While embodiments have been shown and described, modifications thereof can be made by one skilled in the art without departing from the spirit and teachings of this disclosure. The embodiments described herein are exemplary only, and are not intended to be limiting. Many variations and modifications of the embodiments disclosed herein are possible and are within the scope of this disclosure. Where numerical ranges or limitations are expressly stated, such express ranges or limitations should be understood to include iterative ranges or limitations of like magnitude falling within the expressly stated ranges or limitations (e.g., from about 1 to about 10 includes, 2, 3, 4, etc.; greater than 0.10 includes 0.11, 0.12, 0.13, etc.). For example, whenever a numerical range with a lower limit, Rl, and an upper limit, Ru, is disclosed, any number falling within the range is specifically disclosed. In particular, the following numbers within the range are specifically disclosed: R=Rl+k*(Ru−Rl), wherein k is a variable ranging from 1 percent to 100 percent with a 1 percent increment, i.e., k is 1 percent, 2 percent, 3 percent, 4 percent, 5 percent, . . . 50 percent, 51 percent, 52 percent, . . . , 95 percent, 96 percent, 97 percent, 98 percent, 99 percent, or 100 percent. Moreover, any numerical range defined by two R numbers as defined in the above is also specifically disclosed. Use of the term “optionally” with respect to any element of a claim is intended to mean that the subject element may be present in some embodiments and not present in other embodiments. Both alternatives are intended to be within the scope of the claim. Use of broader terms such as comprises, includes, having, etc. should be understood to provide support for narrower terms such as consisting of, consisting essentially of, comprised substantially of, etc.

Accordingly, the scope of protection is not limited by the description set out above but is only limited by the claims which follow, that scope including all equivalents of the subject matter of the claims.

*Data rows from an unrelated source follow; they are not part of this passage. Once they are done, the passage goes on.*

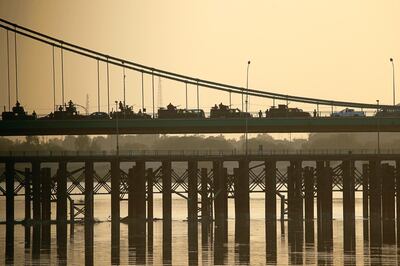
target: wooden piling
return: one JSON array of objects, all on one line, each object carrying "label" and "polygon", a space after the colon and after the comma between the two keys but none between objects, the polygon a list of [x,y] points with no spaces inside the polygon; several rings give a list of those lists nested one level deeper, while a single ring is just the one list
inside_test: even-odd
[{"label": "wooden piling", "polygon": [[363,201],[363,240],[368,243],[369,240],[369,166],[362,165],[362,201]]},{"label": "wooden piling", "polygon": [[[57,189],[58,191],[58,189]],[[40,257],[40,222],[41,222],[41,206],[40,206],[40,162],[32,162],[32,205],[33,205],[33,233],[32,233],[32,257]],[[58,197],[57,197],[58,199]]]},{"label": "wooden piling", "polygon": [[210,221],[210,200],[208,198],[208,176],[207,168],[201,168],[201,221]]},{"label": "wooden piling", "polygon": [[31,181],[32,174],[29,168],[25,168],[25,180],[24,180],[24,190],[25,190],[25,248],[31,246]]},{"label": "wooden piling", "polygon": [[111,161],[111,264],[120,257],[120,172],[119,160]]},{"label": "wooden piling", "polygon": [[276,162],[265,161],[265,238],[267,263],[275,263],[277,261],[276,219]]},{"label": "wooden piling", "polygon": [[147,251],[150,255],[153,254],[153,184],[154,172],[153,168],[146,170],[147,178]]},{"label": "wooden piling", "polygon": [[344,252],[354,254],[356,249],[354,162],[343,161],[342,173]]},{"label": "wooden piling", "polygon": [[42,248],[50,249],[51,240],[51,169],[42,168]]},{"label": "wooden piling", "polygon": [[6,262],[14,258],[14,162],[6,162]]},{"label": "wooden piling", "polygon": [[396,244],[394,167],[382,165],[382,243]]},{"label": "wooden piling", "polygon": [[[197,161],[188,162],[188,221],[197,223]],[[197,228],[197,227],[196,227]]]},{"label": "wooden piling", "polygon": [[305,241],[314,243],[314,168],[305,167],[304,172]]},{"label": "wooden piling", "polygon": [[380,161],[369,162],[370,247],[382,246],[382,181]]},{"label": "wooden piling", "polygon": [[171,161],[162,162],[162,212],[163,212],[163,263],[172,261],[172,188],[171,188]]},{"label": "wooden piling", "polygon": [[94,180],[94,169],[93,162],[85,162],[85,221],[94,221],[94,209],[93,209],[93,180]]},{"label": "wooden piling", "polygon": [[397,247],[400,247],[400,161],[396,161],[395,170],[396,182],[396,239]]}]

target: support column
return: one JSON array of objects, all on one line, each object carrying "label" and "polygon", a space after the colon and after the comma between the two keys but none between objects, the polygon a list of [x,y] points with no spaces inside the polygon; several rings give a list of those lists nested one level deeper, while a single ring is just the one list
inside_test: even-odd
[{"label": "support column", "polygon": [[41,170],[42,183],[42,248],[50,249],[51,241],[51,169]]},{"label": "support column", "polygon": [[93,222],[93,162],[85,162],[85,221]]},{"label": "support column", "polygon": [[211,204],[208,198],[208,173],[207,168],[201,168],[201,243],[203,246],[208,244],[211,223]]},{"label": "support column", "polygon": [[304,168],[305,241],[314,243],[314,168]]},{"label": "support column", "polygon": [[369,240],[369,167],[362,165],[362,196],[363,196],[363,239],[364,244]]},{"label": "support column", "polygon": [[356,250],[354,162],[342,162],[343,172],[343,240],[344,252]]},{"label": "support column", "polygon": [[153,254],[153,184],[154,172],[153,168],[146,171],[147,177],[147,249],[150,255]]},{"label": "support column", "polygon": [[382,181],[380,161],[369,162],[370,247],[382,246]]},{"label": "support column", "polygon": [[217,230],[221,233],[221,240],[227,237],[227,218],[228,218],[228,193],[227,193],[227,169],[223,168],[222,161],[213,162],[214,177],[214,210],[215,226],[221,228]]},{"label": "support column", "polygon": [[[58,191],[58,189],[57,189]],[[32,257],[40,257],[40,162],[32,162],[32,201],[33,201],[33,233],[32,233]],[[58,199],[58,197],[57,197]]]},{"label": "support column", "polygon": [[395,182],[394,167],[384,164],[382,168],[382,243],[396,244]]},{"label": "support column", "polygon": [[396,171],[395,171],[395,181],[396,181],[396,239],[397,247],[400,247],[400,161],[396,161]]},{"label": "support column", "polygon": [[318,251],[332,249],[332,169],[317,162]]},{"label": "support column", "polygon": [[93,265],[94,247],[94,166],[92,161],[85,162],[85,265]]},{"label": "support column", "polygon": [[119,264],[120,256],[120,185],[119,160],[111,161],[111,264]]},{"label": "support column", "polygon": [[171,161],[162,162],[162,206],[163,206],[163,263],[172,262],[172,198],[171,198]]},{"label": "support column", "polygon": [[265,161],[266,262],[276,263],[276,162]]},{"label": "support column", "polygon": [[6,162],[6,263],[14,259],[14,162]]},{"label": "support column", "polygon": [[31,181],[32,174],[29,168],[25,168],[25,180],[24,180],[24,190],[25,190],[25,248],[31,246]]},{"label": "support column", "polygon": [[188,162],[188,252],[189,264],[198,264],[197,161]]},{"label": "support column", "polygon": [[188,162],[188,221],[197,223],[197,161]]}]

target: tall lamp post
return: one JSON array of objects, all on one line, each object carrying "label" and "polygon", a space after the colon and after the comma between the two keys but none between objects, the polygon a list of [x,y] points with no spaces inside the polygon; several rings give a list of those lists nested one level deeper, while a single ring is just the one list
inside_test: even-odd
[{"label": "tall lamp post", "polygon": [[394,75],[394,60],[390,58],[390,62],[392,63],[392,79],[393,79],[393,105],[396,105],[396,82],[395,82],[395,75]]},{"label": "tall lamp post", "polygon": [[[377,105],[377,109],[376,109],[376,112],[378,113],[379,112],[379,100],[376,100],[376,105]],[[379,115],[378,115],[378,154],[380,154],[381,153],[381,144],[380,144],[380,117],[379,117]]]},{"label": "tall lamp post", "polygon": [[247,61],[247,75],[246,75],[246,132],[245,132],[245,145],[246,145],[246,151],[245,151],[245,154],[246,154],[246,157],[247,157],[247,153],[248,153],[248,145],[249,145],[249,139],[248,139],[248,125],[247,125],[247,123],[248,123],[248,121],[247,121],[247,119],[248,119],[248,117],[247,117],[247,112],[248,112],[248,106],[247,106],[247,103],[248,103],[248,100],[249,100],[249,94],[248,94],[248,92],[249,92],[249,68],[250,68],[250,60],[249,61]]},{"label": "tall lamp post", "polygon": [[118,112],[117,112],[117,110],[118,110],[118,101],[115,101],[115,113],[116,113],[116,115],[115,115],[115,117],[116,117],[116,120],[115,120],[115,126],[116,126],[116,130],[117,130],[117,143],[116,143],[116,145],[117,145],[117,157],[119,156],[119,125],[118,125]]}]

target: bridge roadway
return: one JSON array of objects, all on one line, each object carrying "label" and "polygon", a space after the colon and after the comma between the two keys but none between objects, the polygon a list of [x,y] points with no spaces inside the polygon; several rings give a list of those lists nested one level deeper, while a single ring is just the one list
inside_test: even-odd
[{"label": "bridge roadway", "polygon": [[[247,122],[246,122],[247,120]],[[183,133],[400,132],[400,118],[236,118],[0,121],[0,136]]]},{"label": "bridge roadway", "polygon": [[399,161],[399,150],[296,150],[296,151],[249,151],[248,155],[232,151],[124,151],[117,157],[114,152],[76,151],[27,151],[0,152],[0,163],[25,162],[188,162],[188,161]]}]

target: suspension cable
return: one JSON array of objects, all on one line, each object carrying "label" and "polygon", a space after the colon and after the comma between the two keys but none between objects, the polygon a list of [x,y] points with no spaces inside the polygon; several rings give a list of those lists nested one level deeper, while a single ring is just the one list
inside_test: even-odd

Each and every claim is incorporated into the specification as an embodiment of this disclosure. Thus, the claims are a further description and are an addition to the embodiments of this disclosure. The discussion of a reference herein is not an admission that it is prior art, especially any reference that may have a publication date after the priority date of this application. The disclosures of all patents, patent applications, and publications cited herein are hereby incorporated by reference, to the extent that they provide exemplary, procedural, or other details supplementary to those set forth herein.